Statistical analysis
Approximately 300 patients were planned to be randomized to ensure that at least 240 evaluable patients completed the study for the per protocol (PP) population. Sample size calculations determined that approximately 120 patients per treatment arm provided 80% power to demonstrate the noninferiority of DDEA 2.32% gel BID versus DDEA 1.16% gel QID by comparing the 2-sided 95% confidence interval (CI) of the difference in mean change from baseline of the primary endpoint of VAS POM between the 2 doses with a noninferiority margin of 13 mm. This noninferiority margin was chosen based on minimally important clinical differences reported in the literature [14]. This assumed a treatment standard deviation (SD) of 22 mm and allows for a possible small true treatment difference of 5 mm in favor of DDEA 1.16% gel QID.
To ensure high similarity between treatment arms, efficacy endpoints were analyzed using the PP population, defined as all randomized patients who had no major protocol deviations and had at least 1 post-baseline POM VAS assessment. The primary noninferiority endpoint of the change from baseline in POM for DDEA 2.32% gel BID versus DDEA 1.16% gel QID at day 5 was analyzed using an analysis of covariance (ANCOVA) model with treatment and center as factors and baseline POM as a covariate to estimate the treatment difference and 2-sided 95% CI without imputation of missing data. Secondary efficacy assessments were analyzed using an ANCOVA model including treatment arm and center as main effects, and baseline values as covariates, with treatment difference and 2-sided 95% CI presented for each assessment.

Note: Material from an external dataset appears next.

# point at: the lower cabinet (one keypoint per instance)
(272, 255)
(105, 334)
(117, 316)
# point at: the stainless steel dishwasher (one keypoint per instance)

Pain intensity was analyzed based on Sum of Pain Intensity Difference (SPID) scores, defined from 0 to 24 hours or 0 to 12 hours after the first dose on day 1 and 0 to 24 hours or 0 to 12 hours after the first dose on day 5. Pain relief was analyzed based on the sum of total pain relief scores (TOTPAR), defined as from 0 to 24 hours or 0 to 12 hours after the first dose on day 1 and 0 to 24 hours or 0 to 12 hours after the first dose on day 5.
Use of rescue medication was compared between treatments using the Cochran-Mantel-Haenszel method stratified by center, with the median treatment differences (2-sided 95% CI) presented using Hodges-Lehmann estimation. AEs were analyzed using the safety population, defined as all patients who received at least 1 dose of study treatment. AEs were mapped to system-organ class and preferred term using MedDRA version 23.0.